Gary needs Milo and Teddy’s skills and succeeds in hiring away Milo and his live-in girlfriend Alice (Claire Forlani). Teddy refuses to go on a matter of principle and stays in Silicon Valley to work out the software himself.

The NURV headquarters are a large, modern facility with all the amenities, including a hot female coworker named Lisa (Rachael Leigh Cook), who is pretty indifferent toward everything but seems to have a slight interest in Milo.

Since we know this is a movie about an evil software giant, and since Teddy is a minority, we can guess that he’ll be first to die. Which he is, except for an anonymous software developer who is in a questionable car accident, mentioned in one of the film’s few bits of foreshadowing that’s actually subtle. Teddy’s murder is obviously the work of Stan’s goons, but they make it look like a racially motivated hate crime. Milo figures out what’s going, though, and goes about trying to get to the bottom of it all, Scooby-Doo style.

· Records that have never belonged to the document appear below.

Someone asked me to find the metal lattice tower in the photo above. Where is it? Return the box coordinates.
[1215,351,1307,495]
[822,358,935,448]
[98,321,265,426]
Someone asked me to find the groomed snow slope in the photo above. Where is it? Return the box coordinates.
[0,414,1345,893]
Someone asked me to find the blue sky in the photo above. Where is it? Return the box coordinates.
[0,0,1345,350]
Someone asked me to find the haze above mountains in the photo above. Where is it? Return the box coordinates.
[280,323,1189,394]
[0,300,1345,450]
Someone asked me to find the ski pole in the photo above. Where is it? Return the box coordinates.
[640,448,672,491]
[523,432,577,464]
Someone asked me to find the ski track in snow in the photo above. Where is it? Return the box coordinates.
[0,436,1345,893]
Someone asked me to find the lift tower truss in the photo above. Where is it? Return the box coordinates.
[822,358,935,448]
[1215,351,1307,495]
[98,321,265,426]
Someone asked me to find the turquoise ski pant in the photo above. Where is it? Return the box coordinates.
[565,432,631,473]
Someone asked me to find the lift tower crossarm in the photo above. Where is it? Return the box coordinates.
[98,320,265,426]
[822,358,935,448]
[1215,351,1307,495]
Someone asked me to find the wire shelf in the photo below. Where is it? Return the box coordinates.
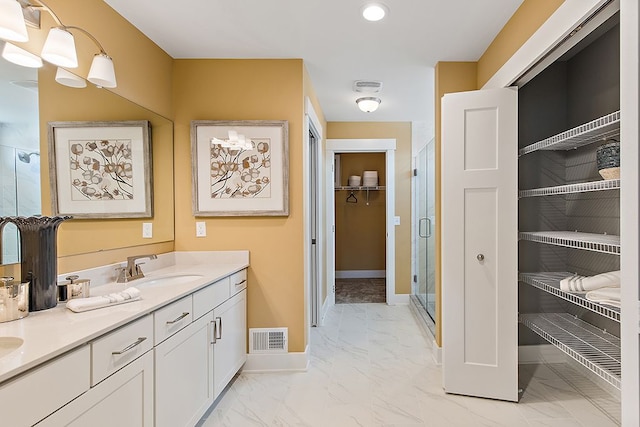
[518,179,620,198]
[518,231,620,255]
[520,313,621,389]
[518,272,620,322]
[518,111,620,156]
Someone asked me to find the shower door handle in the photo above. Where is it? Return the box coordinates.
[418,216,431,239]
[418,217,431,239]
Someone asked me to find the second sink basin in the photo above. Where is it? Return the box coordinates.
[134,274,203,287]
[0,337,24,357]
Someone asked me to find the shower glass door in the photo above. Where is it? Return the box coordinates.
[415,139,436,320]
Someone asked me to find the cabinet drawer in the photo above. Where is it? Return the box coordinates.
[153,295,193,345]
[193,277,229,319]
[229,268,247,296]
[91,315,153,387]
[0,345,91,426]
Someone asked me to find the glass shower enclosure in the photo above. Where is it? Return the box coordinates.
[413,139,436,332]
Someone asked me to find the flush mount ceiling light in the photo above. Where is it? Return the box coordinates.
[2,42,42,68]
[0,0,117,88]
[356,96,382,113]
[362,3,389,22]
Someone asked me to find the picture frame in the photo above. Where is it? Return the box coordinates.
[47,120,153,219]
[191,120,289,217]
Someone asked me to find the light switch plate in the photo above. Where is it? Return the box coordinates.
[196,221,207,237]
[142,222,153,239]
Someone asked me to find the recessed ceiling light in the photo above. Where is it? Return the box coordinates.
[362,3,389,22]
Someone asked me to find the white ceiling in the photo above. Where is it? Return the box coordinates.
[105,0,522,121]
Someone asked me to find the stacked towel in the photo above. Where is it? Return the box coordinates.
[67,287,140,313]
[560,271,620,292]
[585,288,620,308]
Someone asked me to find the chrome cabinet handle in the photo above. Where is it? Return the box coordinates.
[167,311,189,325]
[216,317,222,340]
[111,337,147,355]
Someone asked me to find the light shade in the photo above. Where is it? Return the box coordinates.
[2,42,42,68]
[56,67,87,88]
[356,96,382,113]
[0,0,29,42]
[87,53,117,88]
[362,3,389,21]
[40,28,78,68]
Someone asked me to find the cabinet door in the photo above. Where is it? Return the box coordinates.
[154,312,213,427]
[37,351,153,427]
[213,289,247,397]
[442,89,518,401]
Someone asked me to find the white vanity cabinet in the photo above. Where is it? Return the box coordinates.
[154,270,247,427]
[37,315,154,427]
[154,313,213,427]
[37,352,154,427]
[213,290,247,398]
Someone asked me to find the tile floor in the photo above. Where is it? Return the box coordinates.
[199,304,619,427]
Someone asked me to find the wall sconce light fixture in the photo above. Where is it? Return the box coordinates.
[0,0,117,88]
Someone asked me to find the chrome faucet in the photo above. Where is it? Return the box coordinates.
[116,254,158,283]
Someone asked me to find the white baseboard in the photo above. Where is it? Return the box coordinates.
[431,340,442,365]
[242,345,309,374]
[336,270,387,279]
[387,294,411,305]
[318,297,331,326]
[518,344,567,364]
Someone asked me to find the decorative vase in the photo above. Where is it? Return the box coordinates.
[0,216,72,311]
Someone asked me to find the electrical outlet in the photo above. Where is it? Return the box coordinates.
[196,221,207,237]
[142,222,153,239]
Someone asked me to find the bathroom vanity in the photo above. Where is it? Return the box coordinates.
[0,251,249,427]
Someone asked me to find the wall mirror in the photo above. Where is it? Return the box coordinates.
[0,54,174,264]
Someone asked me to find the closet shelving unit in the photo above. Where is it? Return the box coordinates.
[518,111,621,389]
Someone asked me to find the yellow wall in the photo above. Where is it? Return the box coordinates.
[435,0,564,346]
[327,122,412,294]
[0,0,173,277]
[335,153,386,271]
[173,59,306,352]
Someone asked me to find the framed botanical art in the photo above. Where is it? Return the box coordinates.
[48,120,153,218]
[191,120,289,217]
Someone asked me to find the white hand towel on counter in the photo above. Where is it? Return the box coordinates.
[560,270,620,292]
[585,288,620,308]
[67,287,140,313]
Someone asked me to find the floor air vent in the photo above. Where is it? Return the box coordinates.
[249,328,289,353]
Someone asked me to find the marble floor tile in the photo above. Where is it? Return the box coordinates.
[198,304,620,427]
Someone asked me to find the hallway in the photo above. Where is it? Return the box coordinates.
[199,304,619,427]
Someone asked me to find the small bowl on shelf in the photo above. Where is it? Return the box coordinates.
[596,140,620,179]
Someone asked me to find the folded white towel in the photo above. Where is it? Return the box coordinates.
[67,288,140,313]
[560,270,620,292]
[585,288,620,308]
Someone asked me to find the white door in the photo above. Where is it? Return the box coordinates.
[442,88,518,401]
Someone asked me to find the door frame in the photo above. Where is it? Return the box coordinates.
[302,96,324,336]
[324,138,398,305]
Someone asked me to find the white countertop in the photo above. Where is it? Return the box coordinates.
[0,251,249,385]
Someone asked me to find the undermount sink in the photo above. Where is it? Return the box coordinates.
[134,274,203,287]
[0,337,24,357]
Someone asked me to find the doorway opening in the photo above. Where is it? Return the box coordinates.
[325,139,396,314]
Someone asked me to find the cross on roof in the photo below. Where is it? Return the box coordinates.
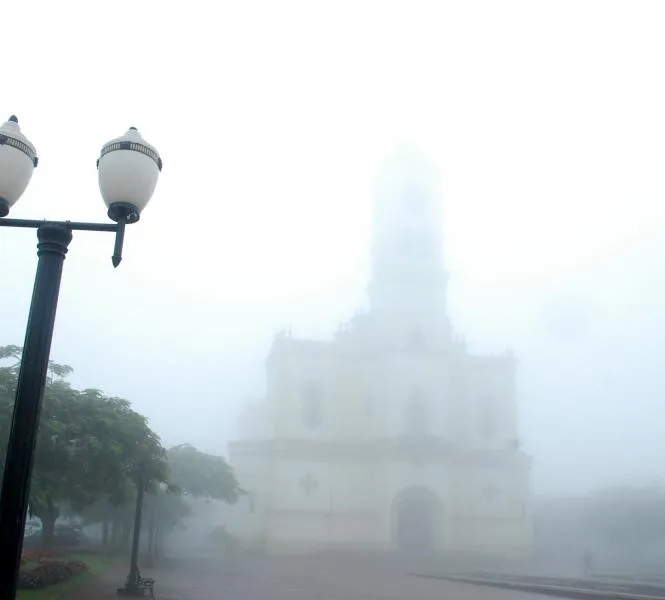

“AntiTrust” is one of those movies that have characters who say, “Give me the disk!” in very angry tones. It’s full of plot twists, but none of them is different from what we’ve seen in other thrillers.

For that matter, even if you’d never seen a movie before in your life, you could still guess what was going to happen here because of Peter Howitt’s all-thumbs directing. In a restaurant scene, Milo absent-mindedly almost eats a sesame seed. Alice makes a huge deal out of it, then the subject quickly passes. They’re hoping we won’t catch on that later in the movie, sesame seeds are going to be important. Later, it’s not enough for Milo to find about 17 different proofs that Gary had Teddy killed; he has to find an actual videotape of the incident, too, accompanied by a shrieking musical soundtrack and zooming close-ups on Ryan Phillippe’s puffy-lipped face. All the clues are beaten into our heads that way, Howitt apparently assuming the audience is as slow on the uptake as the protagonist is. (You’ll be amazed at the people Milo is dumb enough to trust.) This movie wasn’t directed so much as it was man-handled.

There’s a very clumsy direct reference to Bill Gates, too, which is impossibly stupid. The Gary Winston character is obviously meant to represent him, what with his character owning all the computer software in the world. But how could he be so powerful if Bill Gates is a real person in the movie’s world, too? Bill Gates and Gary Winston can’t exist in the same universe, because the whole controversy around both of them is that they own too much. If they both exist, then obviously neither of them has anything close to a monopoly.

Lacking tension and originality, “AntiTrust” is just another trendy film about a trendy subject. Like most computer software, it will be obsolete before too long, and you’ll have forgotten you ever saw it even sooner than that.